加賀友禅の御所解を誂えた方は、今はもうこの世にいらっしゃいません。大正生まれの姑様が誂えた八十年という時間は、そういうことを意味します。でも、その方が何十年も前に下した「この着物を誂えよう」という決断が、今もここに、色褪せないまま存在している。

どんな方だったのだろう、と思いを馳せます。

御所解という、これほど手の込んだ図案を選ばれたということは、相当な見識と心意気をお持ちの方だったはずです。御殿や四季の庭園を描くこの柄には、「家が代々栄えるように」「いつの季節も穏やかであるように」という、古くからの吉祥の願いが込められています。きっとご自身の、あるいはご家族の晴れの日のために、心を込めて職人へ依頼された方だったのでしょう。

着物はそのことを、何も語ってくれません。ただ、あの御所解の精緻な筆致と、八十年を経ても褪せない色が、誂え主の並々ならぬ心意気だけを、静かに伝えています。

きっと、素晴らしい方だったのだと思います。

女将としての視点

着物を引き継ぐということは、単に布を受け取ることではありません。その着物に込められた想いを、時間を超えて受け取るということだと、私はいつも思っています。

八十年前に誂えられた加賀友禅の御所解は、誂え主が生きた時代の美意識と、家の繁栄を願う心を、今に伝えています。御殿や四季の庭園を描いたその柄は、まさに「この家にいつも佳き日々がありますように」という祈りそのものです。お姑様が選んだ唐花の京友禅は、お嫁さんへの愛情を、色と柄に封じ込めています。それらが今日、このご家族の手の中にある。

綺麗にお手入れして、また晴れの日にお召しいただけますように、と願わずにはいられません。いつかお孫さんの結婚式で、あるいはそのまた先の世代の晴れの日に——この二枚の黒留袖がまた人前に現れて、会場の空気をそっと変えるような場面を想像すると、胸が熱くなります。

天国のお母様も、きっと同じことを願っていらっしゃると思います。「あの子が着てくれた」「大切にしてもらえた」——それだけで、十分なのではないかと。

着物を引き継ぐことの豊かさは、物の豊かさではありません。時間を繋ぎ、想いを運び、見えない絆を次の世代へと渡していくことの、心の豊かさです。今日、この二枚を手にして、改めてそのことを深く感じました。

着物は、人の想いを
時間の向こうへ運ぶことができる。
それだけのものを、私たちは扱っている・・・・・ 二枚の黒留袖を前にして、今日思ったことです。

お手入れが終わって、綺麗になった二枚がこのご家族のもとへ戻っていく日が、今から楽しみです。どうか長く、大切に。そしていつか、次の誰かへ。

着物文化は、若い世代の感性と出会うことで新しい息吹を得るものです。黒留袖の物語も、未来の誰かがまた新しい意味を見つけてくれるはずです。

それが、着物というものの本当の仕事だと、私は信じています。

着継ぎの定義(本物の着継ぎとは何か)

着継ぎとは、布を受け渡すことではなく、 その家が歩んできた時間と記憶を、次の世代へそっと手渡す営みである。

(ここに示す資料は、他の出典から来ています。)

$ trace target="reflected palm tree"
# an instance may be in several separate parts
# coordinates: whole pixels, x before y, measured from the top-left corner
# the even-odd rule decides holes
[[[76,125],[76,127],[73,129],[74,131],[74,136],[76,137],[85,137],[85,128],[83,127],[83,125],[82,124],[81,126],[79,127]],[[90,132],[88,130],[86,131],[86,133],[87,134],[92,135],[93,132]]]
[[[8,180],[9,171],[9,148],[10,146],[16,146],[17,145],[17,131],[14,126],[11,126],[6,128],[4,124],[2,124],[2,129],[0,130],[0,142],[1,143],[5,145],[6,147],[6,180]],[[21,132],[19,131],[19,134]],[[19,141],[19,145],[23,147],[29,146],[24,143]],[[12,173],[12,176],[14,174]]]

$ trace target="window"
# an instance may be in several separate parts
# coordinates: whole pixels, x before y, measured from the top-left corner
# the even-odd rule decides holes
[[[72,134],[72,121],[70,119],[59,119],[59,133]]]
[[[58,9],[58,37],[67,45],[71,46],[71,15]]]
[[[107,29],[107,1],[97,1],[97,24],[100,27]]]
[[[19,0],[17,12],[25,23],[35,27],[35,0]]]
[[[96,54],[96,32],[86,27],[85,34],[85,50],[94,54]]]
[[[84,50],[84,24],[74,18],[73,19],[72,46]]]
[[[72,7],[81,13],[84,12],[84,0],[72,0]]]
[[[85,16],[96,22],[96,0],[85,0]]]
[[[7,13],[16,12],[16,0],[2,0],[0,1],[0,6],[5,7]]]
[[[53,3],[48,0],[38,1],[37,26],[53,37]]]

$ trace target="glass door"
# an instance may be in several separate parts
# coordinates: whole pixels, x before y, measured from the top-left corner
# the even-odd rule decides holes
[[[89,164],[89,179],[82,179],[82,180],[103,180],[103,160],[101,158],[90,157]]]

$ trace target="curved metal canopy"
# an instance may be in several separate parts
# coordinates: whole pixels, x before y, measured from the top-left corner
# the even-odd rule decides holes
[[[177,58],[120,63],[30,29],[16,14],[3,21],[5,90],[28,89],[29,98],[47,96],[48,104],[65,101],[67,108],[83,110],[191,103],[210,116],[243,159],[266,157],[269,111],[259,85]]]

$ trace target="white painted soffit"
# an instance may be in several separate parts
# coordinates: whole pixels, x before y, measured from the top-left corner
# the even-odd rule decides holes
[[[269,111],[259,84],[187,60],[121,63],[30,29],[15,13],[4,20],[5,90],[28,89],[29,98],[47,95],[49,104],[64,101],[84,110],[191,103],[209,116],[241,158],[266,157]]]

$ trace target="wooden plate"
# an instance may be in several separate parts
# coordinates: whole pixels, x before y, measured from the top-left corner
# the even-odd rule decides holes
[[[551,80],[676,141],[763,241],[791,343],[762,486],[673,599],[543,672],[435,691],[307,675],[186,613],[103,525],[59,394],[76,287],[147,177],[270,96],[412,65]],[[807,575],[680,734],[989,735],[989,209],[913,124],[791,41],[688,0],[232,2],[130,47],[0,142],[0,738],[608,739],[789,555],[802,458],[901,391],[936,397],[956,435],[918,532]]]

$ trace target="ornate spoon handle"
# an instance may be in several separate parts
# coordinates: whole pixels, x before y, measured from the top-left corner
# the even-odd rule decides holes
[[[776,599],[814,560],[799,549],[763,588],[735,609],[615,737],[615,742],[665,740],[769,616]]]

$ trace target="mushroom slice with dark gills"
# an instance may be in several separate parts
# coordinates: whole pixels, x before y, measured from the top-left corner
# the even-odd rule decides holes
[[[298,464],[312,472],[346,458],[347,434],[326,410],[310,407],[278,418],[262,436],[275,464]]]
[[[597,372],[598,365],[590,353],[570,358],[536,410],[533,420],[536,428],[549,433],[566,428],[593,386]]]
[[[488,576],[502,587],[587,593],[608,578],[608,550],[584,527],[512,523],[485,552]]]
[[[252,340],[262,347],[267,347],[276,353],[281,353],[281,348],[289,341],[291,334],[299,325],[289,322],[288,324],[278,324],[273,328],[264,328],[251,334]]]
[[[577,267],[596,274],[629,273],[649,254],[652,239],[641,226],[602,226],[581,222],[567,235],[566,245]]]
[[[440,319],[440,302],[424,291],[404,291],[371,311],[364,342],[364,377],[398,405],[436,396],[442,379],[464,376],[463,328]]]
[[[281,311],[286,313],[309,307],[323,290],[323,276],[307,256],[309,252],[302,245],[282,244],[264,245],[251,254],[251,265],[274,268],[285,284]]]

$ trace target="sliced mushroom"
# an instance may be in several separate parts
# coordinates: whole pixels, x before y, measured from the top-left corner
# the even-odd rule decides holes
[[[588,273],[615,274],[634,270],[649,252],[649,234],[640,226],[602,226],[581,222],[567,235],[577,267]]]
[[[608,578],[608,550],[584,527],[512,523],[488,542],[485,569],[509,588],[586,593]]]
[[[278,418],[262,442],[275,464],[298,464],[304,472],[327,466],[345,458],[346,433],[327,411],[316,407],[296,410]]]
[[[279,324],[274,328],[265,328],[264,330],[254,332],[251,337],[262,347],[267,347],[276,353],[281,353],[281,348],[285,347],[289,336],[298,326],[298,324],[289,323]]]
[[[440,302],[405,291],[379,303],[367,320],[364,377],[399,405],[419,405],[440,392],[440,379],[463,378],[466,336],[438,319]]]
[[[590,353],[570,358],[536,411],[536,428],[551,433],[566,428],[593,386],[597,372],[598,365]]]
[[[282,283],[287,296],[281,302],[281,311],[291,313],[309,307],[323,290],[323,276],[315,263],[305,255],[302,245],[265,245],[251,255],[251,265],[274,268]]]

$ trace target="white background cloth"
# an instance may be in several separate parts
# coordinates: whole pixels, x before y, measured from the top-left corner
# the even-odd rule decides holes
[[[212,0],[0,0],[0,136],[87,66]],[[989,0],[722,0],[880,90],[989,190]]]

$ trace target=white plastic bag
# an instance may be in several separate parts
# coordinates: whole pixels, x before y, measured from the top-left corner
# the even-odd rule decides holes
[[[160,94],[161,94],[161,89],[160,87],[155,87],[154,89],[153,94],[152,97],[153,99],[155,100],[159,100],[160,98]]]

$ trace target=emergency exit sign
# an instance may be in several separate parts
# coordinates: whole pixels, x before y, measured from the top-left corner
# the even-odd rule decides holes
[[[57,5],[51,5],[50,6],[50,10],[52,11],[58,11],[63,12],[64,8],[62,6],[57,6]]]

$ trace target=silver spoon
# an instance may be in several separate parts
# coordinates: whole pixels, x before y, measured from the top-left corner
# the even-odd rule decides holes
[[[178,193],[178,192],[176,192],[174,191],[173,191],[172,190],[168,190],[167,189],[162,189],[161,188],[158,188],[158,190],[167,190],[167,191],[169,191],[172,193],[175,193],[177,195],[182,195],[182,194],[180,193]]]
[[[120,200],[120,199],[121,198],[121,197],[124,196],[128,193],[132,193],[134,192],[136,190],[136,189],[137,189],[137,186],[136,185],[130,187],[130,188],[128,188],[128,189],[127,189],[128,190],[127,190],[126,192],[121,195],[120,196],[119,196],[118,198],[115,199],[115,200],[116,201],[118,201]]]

それは、仕立てや寸法直しの技術だけで成立するものではない。 その家が大切にしてきた価値観、祝いの場で重ねてきた想い、 奈良の季節とともに過ごした年月── そうした“目に見えないもの”を理解し、尊重できる者だけが扱える領域である。

着継ぎは、今日思いついて語れるものではない。 長い年月の中で、お客さまと共に歩み、 その家の歴史を知り、変化を見守ってきた店だけが担える役目である。

着物を継ぐとは、家族の祈りを継ぐこと。 その祈りを傷つけず、濁らせず、次の世代へ澄んだまま渡すこと。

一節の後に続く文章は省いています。